Menino, Clemente brincava de descascar cana-de-açúcar quando a faca decepou três dedos da mão esquerda. A mutilação fez os pais decidirem mandar o filho para a escola, já que ele não poderia mais pegar no cabo da enxada. “Daí em diante, todos os sacrifícios, todos os apelos foram feitos em nome dos meus dedos perdidos”, conta Clemente na orelha de “Minivida”.
Sem dedos, Clemente tomou gosto pela leitura. “Era o meio mais fácil de fugir das tarefas pesadas, como as de buscar burro no pasto, tratar dos porcos e, eventualmente, servir de candeeiro de carro de boi”. Só terminou o ensino fundamental, o ginásio de sua época, aos 22 anos, em Belo Horizonte. Estava convencido de que a literatura era “a única válvula para romper na vida”.
Rompeu quando conseguiu trabalho num jornal de BH e, romperia firmemente, quando veio para Brasília e passou a escrever crônicas sobre o cotidiano dos candangos. Conta-se que ele punha uma mesa na calçada, na Cidade Livre, para ouvir os relatos dos operários da nova capital. Ouvia também o canto dos trabalhadores nas madrugadas. Cantar era um modo de disfarçar o cansaço, alegrar a peleja, brincar com a saudade:
“Eram os nortistas, com os baiões ligeiros e sentimentais. Eram os mineiros, com as modinhas picantes e sentimentais também.

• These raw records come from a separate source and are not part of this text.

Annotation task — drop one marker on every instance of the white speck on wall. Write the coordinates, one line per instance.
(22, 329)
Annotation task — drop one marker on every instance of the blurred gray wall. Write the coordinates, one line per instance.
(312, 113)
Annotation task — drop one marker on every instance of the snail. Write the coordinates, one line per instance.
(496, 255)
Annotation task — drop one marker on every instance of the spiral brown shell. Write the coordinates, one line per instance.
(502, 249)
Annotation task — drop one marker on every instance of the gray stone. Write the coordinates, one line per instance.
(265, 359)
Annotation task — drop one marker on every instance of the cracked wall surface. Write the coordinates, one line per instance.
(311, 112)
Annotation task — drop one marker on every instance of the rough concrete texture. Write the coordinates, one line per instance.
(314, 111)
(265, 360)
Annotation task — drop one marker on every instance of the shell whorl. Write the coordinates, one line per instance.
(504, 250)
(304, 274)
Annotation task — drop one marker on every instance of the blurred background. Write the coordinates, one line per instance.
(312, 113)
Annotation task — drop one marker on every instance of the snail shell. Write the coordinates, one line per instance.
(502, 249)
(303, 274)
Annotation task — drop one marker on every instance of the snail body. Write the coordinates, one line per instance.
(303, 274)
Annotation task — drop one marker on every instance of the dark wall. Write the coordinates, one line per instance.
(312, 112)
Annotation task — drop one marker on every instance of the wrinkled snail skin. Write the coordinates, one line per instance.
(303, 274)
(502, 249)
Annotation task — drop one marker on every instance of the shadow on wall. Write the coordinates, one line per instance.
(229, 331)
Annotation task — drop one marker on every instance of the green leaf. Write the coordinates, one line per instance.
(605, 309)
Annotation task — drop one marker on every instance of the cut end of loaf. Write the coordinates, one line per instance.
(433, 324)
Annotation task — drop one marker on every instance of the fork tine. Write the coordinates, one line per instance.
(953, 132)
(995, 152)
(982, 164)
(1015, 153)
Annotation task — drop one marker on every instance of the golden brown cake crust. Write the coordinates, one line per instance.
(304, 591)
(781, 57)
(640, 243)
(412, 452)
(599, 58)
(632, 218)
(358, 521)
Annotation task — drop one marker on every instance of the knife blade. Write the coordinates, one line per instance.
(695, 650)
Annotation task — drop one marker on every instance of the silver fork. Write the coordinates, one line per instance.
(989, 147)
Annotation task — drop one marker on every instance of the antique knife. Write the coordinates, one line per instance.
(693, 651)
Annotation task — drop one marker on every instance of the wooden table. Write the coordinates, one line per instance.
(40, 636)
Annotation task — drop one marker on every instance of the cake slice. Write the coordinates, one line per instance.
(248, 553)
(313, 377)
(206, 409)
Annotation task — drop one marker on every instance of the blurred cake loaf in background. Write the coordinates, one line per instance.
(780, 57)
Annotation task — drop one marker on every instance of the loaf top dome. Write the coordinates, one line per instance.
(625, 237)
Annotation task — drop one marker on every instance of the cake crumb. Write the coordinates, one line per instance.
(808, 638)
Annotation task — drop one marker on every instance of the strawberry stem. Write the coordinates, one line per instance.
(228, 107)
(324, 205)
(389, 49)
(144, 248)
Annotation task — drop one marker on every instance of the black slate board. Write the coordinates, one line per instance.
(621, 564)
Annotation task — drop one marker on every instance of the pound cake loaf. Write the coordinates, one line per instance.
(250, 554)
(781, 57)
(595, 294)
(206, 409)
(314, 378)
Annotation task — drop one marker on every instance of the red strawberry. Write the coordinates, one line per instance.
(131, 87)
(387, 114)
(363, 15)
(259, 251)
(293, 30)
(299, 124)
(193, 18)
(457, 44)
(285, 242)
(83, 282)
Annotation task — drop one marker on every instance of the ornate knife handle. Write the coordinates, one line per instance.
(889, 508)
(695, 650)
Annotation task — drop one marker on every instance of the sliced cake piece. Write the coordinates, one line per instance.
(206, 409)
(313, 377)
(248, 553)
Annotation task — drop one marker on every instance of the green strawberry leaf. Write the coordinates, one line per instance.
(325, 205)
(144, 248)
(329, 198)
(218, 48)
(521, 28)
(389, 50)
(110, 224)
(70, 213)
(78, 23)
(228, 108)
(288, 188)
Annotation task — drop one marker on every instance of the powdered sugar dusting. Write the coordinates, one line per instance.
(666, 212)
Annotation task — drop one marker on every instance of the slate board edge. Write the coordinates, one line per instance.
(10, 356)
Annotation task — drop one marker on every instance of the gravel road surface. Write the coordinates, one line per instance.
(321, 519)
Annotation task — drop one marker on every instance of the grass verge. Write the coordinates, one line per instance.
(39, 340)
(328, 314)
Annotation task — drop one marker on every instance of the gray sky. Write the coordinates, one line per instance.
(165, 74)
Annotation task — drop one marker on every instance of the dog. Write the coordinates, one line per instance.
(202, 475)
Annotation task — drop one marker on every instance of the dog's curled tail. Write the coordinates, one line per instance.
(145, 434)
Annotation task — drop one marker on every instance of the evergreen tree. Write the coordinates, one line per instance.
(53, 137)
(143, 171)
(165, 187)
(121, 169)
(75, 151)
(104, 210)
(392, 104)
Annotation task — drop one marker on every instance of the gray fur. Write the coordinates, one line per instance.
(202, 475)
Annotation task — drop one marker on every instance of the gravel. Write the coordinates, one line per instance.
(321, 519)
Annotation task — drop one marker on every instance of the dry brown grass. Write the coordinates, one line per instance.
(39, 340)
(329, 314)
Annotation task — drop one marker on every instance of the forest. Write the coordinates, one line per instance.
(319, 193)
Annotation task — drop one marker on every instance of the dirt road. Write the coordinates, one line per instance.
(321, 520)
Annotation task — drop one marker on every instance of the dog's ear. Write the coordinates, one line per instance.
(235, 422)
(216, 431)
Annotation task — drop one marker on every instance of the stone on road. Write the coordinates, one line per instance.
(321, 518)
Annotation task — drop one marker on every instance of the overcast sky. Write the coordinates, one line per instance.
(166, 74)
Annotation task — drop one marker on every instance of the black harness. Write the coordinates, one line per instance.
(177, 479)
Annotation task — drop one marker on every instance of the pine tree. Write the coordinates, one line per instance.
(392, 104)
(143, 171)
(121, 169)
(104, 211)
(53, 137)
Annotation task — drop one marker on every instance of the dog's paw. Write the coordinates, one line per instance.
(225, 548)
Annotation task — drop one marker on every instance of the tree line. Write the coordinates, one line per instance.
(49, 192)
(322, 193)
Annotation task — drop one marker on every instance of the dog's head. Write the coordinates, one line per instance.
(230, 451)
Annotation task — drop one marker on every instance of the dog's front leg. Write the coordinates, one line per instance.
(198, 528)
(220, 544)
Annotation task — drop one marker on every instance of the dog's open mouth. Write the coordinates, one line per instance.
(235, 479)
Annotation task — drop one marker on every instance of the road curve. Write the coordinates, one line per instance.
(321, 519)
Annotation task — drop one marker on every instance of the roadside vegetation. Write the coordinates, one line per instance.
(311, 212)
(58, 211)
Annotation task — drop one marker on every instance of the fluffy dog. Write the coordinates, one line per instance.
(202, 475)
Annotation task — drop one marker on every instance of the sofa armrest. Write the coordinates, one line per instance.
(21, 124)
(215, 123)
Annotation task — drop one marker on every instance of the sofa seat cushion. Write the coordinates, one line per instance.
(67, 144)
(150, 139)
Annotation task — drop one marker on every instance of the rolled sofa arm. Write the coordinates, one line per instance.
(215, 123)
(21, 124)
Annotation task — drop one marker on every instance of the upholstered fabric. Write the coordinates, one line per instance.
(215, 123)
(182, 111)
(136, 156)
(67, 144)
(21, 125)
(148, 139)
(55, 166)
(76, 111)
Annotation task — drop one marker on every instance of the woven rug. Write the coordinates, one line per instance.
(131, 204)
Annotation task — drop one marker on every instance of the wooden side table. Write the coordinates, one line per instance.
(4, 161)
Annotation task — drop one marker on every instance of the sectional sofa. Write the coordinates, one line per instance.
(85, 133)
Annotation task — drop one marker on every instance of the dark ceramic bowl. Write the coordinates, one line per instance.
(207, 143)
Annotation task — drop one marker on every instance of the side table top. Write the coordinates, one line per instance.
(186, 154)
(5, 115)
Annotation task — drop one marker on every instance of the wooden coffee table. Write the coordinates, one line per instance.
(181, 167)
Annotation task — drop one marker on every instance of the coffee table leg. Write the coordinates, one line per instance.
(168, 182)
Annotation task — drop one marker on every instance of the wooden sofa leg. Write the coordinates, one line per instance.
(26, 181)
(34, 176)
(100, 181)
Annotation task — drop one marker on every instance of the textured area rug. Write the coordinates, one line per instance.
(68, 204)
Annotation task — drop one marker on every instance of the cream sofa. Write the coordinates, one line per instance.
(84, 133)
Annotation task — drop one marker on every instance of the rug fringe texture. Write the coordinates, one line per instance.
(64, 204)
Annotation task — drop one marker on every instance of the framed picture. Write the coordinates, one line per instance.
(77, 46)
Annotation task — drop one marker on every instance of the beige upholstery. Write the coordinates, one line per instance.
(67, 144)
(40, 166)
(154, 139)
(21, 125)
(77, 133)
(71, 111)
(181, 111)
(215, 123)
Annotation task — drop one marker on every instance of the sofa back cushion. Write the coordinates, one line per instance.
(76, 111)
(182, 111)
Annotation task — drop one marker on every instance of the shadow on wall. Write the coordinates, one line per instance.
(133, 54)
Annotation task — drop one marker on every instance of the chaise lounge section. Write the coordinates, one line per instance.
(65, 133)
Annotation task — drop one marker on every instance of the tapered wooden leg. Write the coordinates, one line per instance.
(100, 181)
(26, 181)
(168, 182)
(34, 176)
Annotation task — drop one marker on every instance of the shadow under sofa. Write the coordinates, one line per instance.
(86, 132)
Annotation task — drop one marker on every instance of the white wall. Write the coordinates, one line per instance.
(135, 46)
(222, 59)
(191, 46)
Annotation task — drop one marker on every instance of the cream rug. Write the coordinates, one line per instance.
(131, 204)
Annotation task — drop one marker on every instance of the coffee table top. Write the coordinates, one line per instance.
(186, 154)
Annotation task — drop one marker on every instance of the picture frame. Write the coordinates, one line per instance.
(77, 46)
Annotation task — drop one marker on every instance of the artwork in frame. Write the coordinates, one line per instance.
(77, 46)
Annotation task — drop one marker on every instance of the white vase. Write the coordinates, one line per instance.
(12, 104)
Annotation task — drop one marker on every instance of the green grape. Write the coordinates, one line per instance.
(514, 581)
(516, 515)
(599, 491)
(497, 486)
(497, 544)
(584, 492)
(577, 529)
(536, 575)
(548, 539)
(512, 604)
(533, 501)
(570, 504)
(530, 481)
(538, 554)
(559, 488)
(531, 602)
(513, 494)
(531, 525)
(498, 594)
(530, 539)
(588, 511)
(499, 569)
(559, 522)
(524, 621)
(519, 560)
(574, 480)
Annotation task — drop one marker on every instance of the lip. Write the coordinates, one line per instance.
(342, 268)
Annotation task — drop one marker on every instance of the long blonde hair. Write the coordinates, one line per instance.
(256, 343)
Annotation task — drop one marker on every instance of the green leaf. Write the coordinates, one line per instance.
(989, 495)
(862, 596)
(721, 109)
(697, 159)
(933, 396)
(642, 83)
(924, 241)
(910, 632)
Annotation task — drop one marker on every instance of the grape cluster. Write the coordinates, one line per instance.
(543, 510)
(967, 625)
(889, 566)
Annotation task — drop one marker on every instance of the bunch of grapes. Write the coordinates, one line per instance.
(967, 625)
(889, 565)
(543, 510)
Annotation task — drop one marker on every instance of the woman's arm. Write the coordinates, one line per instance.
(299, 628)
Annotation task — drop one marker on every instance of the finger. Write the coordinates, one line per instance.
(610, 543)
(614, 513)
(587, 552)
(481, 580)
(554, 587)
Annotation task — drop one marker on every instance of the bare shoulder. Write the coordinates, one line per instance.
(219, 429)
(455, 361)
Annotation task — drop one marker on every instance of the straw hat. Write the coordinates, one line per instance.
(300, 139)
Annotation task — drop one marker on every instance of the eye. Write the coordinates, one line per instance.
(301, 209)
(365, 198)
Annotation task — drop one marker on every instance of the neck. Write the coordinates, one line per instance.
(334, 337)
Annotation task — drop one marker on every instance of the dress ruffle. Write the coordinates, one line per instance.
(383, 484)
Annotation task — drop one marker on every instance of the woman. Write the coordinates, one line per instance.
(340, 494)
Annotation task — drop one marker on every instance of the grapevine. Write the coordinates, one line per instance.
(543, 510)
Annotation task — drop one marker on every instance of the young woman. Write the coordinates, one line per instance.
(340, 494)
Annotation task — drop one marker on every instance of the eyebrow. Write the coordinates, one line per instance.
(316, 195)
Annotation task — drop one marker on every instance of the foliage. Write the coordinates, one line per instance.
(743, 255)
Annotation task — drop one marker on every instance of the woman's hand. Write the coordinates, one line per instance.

Como fundo musical poderoso, o ruído dos martelos, das serras, dos motores.”
Embora uma tragédia contínua sustentasse a utopia, acidentes de trabalho, mortes, violência policial, condições desumanas de moradia, havia um suceder de epifanias:
“Não sei se vocês já viram. Mas eu vi, muitas vezes, a lua, como uma grande bola de sangue, surgir no nascente, no mesmo instante em que, no poente, como outra bola incandescente, o sol começa a se pôr. A terra fica vermelha, o planalto se cobre de uma luz misturada de sol e lua, e os corpos parecem que ficam transparentes.”
Cronista da paisagem e do cotidiano, Clemente Luz encantou o piauiense/brasiliense José Gomes, estudante de história da UnB. Depois de ler algumas crônicas apresentadas por um professor, José decidiu dedicar o mestrado ao cronista número 1. Desde então, passou a ler e reler as crônicas e os minicontos publicados nos dois livros do autor. “Ele observava o que era invisível para a maioria dos que relatavam a construção da cidade, o trabalhador, as crianças, as mulheres, as condições de vida dos candangos.”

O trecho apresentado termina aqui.